I was told via email that official comment would come in the form of Barrenechea’s blog, and late last night a new post did appear. In 932 words Barrenechea manages to not mention VUE, whether the company has entirely left vis or what its future direction might be, and does not acknowledge any reorganization or elimination of employees, either to confirm or refute the rumor. This is a problem.
SGI, the brand that Barrenechea has adopted for his new company, made a promise to the HPC community in the form of a line of visualization technology that would serve as the hub of pixel delivery for a wide variety of customer solutions, local and remote, from a tremendous variety of sources. I sat in many briefings on these technologies, and the company was 100% committed to getting the technology out.
In his post Barrenechea mentions the question of trust
Our customers have depended, and can continue to depend on SGI to provide leading edge systems aimed at collaboration, remote visualization, and decision support.
According to the post Barrenechea’s company is now a believer in GPUs, and so that’s where their focus is going to be. He characterizes this change by SGI with the jaunty phrase “shift happens.”
The problem here is not that the company has changed direction. It is hard to argue that the old SGI didn’t need retooling, and in that process a “not doing list” will surely have to be executed. The problem is that the company is not communicating honestly with its customers or the community. Both current and former employees say that the entire division was eliminated and people fired. Major programs were considering how to incorporate the VUE technology into their technical direction and are now left wondering what to do, or whether the technology even exists. We know from public filings in the bankruptcy case that all of the vis IP (including VUE, presumably) was transferred into the holding company, but was does that actually mean?
SGI does have to change. They are probably supporting much too broad a mix of products right now for a company with their revenues. They are presumably investing big money in bringing UV to market. They don’t have clear messaging. They are losing people.
This is a lot of change, and there is more to come if the new company is to remain in business. But if SGI wants its customers to continue to “continue to depend on SGI” for solutions, it needs to be up front and open with its customers and what it’s doing, and why.
well said. Thanks for taking a hard look at this. SGI is in sad shape when it comes to rebuilding its corporate reputation – and this is exactly why.
I certainly agree with the view in this article, however, you figure that this would have just been a natural shift in the SGI strategy.
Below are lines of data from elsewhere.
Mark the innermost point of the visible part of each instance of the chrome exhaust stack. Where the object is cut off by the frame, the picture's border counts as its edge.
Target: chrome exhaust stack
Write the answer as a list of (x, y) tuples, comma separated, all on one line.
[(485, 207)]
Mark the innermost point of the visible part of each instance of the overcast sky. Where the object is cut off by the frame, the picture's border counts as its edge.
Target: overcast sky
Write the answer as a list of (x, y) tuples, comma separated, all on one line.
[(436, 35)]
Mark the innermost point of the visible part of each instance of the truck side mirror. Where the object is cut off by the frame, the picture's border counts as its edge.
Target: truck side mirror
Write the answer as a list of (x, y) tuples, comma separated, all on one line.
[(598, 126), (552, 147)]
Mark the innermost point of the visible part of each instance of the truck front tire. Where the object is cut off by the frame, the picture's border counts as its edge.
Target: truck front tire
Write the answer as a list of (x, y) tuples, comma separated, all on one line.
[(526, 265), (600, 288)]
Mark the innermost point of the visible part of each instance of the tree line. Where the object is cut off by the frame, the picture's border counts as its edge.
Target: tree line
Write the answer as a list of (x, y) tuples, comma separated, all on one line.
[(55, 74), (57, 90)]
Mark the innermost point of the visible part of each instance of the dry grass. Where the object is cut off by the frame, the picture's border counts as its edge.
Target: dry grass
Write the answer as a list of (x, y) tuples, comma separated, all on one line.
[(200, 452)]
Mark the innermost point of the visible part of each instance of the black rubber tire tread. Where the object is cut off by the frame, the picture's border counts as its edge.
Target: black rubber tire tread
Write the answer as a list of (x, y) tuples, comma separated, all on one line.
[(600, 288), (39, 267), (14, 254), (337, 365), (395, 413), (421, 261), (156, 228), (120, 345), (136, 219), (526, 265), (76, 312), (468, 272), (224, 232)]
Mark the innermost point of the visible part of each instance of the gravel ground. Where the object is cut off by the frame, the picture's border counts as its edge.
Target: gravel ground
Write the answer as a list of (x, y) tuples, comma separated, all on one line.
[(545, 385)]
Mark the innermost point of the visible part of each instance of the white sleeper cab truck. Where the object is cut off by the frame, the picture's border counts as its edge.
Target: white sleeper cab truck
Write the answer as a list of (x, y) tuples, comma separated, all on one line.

If you think about it, even though SGI made its in-roads as a graphics company, they were slowly becoming irrelevant as that kind of expert as more commodity hardware began catching up. You can’t just sit on your architectures the way SGI did and hope to turn a profit because some day, someone might just buy hardware because of the SGI name. When I was doing computer graphics 5 years ago, the debate was within the community as to whether to go with an SGI or a regular PC. Almost certainly, people were just going to buy Boxx or Dell or HP simply because for the money, they can get in some cases, an order of magnitude, a better computer.
Shift does happen. It happened in such a way that SGI’s IP started becoming irrelevant and they couldn’t innovate fast enough to keep people interested. The only thing left really is the name. While its IP was worth enough for Rackable to change their name to SGI, is it really enough? I think the decision to drop the graphics division as it was came long overdue. The other graphics powerhouses in the industry that do just that as their core business now have real processing solutions. At least SGI recognizes this and is focusing now towards the utilization of COTS GPUs as part of their portfolio.
Chris – Yes, I agree this was probably well advised, as it was when they got out the first time in 2006. But to get back in in a big way, and then leave by sneaking out the back door without telling anyone is a bad way to behave. Well, says me anyway.